[40] — в 6 ч. утра — на Богом забытом вокзале, чтобы добыть Вашему сыну — молоко?!
Марина убеждена в гениальности Али, став ее Эккерманом.
Кстати, МЦ о Гёте:
Гёте. В полной простоте сердца, непосредственно от его «Wahrheit und Dichtung»[41] и книжечки Эккермана: где его пресловутый холод, божественность, равнодушие к миру.
От первых лет жизни до ее последнего дня: любовь ко всем и всему (кажется, немножечко больше ко всему, чем ко всем!), ненасытность этой любви, простота, ясность, страстность: человек до конца, — настоящий мальчик (следов<ательно> — гениальный!), настоящий юноша, настоящий Mann im Mdnnesalter[42] (поездка в Италию), настоящий — как закат солнца — старик.
С Гёте перемудрили. Чтобы говорить о Гёте нужно быть Гёте — или Беттиной (мной).
Судя по иным высказываниям Али, зафиксированным матерью, дочь если не цитирует, то побуквенно-позвуково воспроизводит мысли или фразы матери: «Мама! Знаешь, что я тебе скажу? Ты душа стихов, ты сама длинный стих, но никто не может прочесть, что на тебе написано, ни другие, ни ты сама, — никто». Даже характер дифирамба — от нее, от самопохвал МЦ.
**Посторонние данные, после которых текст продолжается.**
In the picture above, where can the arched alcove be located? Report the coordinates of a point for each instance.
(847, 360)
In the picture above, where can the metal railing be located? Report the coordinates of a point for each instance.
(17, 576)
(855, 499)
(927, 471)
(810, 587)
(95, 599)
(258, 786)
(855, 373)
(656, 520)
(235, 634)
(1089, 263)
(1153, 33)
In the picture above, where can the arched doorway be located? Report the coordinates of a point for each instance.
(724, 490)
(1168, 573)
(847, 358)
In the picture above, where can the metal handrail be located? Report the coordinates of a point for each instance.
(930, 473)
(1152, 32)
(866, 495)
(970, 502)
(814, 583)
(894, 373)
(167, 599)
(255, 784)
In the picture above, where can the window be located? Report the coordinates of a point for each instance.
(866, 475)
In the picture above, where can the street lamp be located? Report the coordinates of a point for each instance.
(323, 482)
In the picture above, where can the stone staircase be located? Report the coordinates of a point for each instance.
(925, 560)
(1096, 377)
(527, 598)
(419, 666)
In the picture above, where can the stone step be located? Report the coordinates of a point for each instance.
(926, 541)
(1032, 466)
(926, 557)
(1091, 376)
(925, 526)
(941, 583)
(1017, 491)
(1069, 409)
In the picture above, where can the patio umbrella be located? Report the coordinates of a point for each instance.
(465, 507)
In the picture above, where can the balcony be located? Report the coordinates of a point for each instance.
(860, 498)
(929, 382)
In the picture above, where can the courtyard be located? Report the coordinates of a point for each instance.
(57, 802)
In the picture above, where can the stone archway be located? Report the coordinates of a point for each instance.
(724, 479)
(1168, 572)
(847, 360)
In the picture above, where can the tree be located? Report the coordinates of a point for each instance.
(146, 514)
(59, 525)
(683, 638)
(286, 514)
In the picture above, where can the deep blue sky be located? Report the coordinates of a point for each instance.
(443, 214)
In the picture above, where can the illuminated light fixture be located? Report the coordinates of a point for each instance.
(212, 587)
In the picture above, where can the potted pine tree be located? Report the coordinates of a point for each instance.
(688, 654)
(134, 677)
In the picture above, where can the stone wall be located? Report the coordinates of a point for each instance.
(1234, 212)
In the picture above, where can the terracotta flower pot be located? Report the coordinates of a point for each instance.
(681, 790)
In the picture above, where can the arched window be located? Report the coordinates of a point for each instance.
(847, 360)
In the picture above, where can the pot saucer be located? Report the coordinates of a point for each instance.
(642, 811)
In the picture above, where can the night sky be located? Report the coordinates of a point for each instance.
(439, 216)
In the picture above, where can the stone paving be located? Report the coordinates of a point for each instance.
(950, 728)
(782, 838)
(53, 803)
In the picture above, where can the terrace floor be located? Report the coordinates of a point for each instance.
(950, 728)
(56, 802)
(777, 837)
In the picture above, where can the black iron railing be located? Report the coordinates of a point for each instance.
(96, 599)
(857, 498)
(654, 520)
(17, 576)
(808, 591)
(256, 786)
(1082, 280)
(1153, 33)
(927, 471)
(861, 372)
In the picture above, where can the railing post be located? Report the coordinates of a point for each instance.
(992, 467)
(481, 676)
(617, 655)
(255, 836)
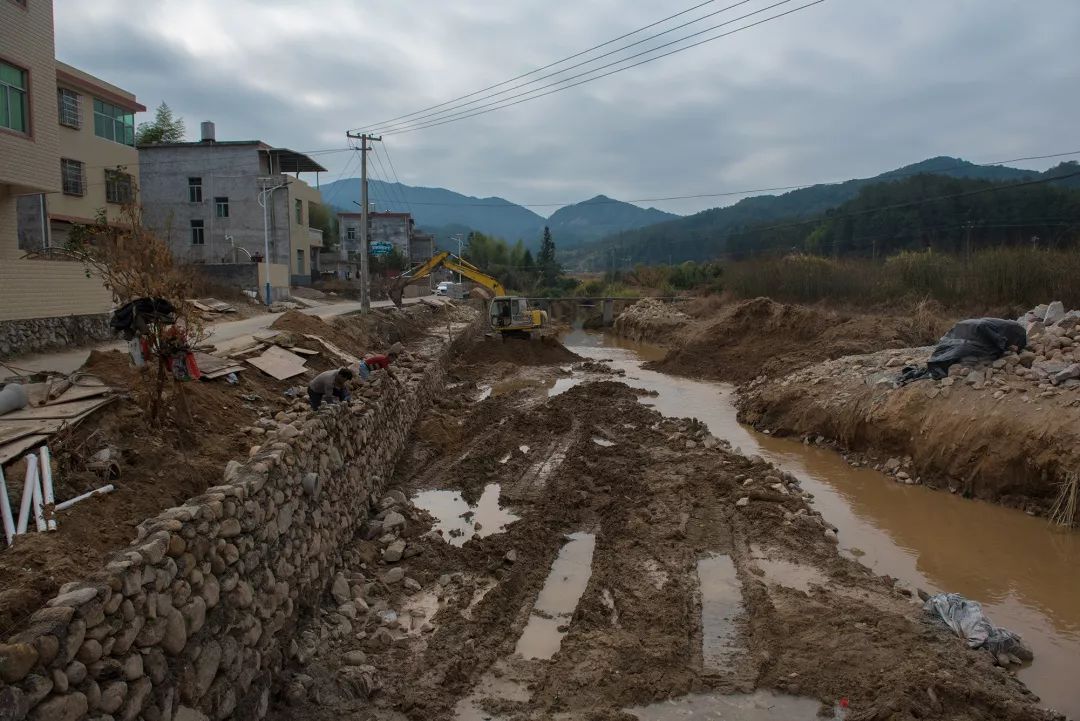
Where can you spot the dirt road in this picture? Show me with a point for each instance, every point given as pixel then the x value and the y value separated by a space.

Невозможна эта фраза в устах шестилетнего ребенка:
— Марина! Это ужасно! Когда я хочу сказать «Роза Танненбург»[43], мне все всплывает та — большевистская — Роза!
Так что авторство Али — несколько условно.
Не все просто, Марина признается себе: «Тяготение к мучительству. Срываю сердце на Але. Не могу любить сразу Ирину и Алю, для любви мне нужно одиночество. Аля, начинающая кричать прежде, чем я трону ее рукой, приводит меня в бешенство. Страх другого делает меня жестокой».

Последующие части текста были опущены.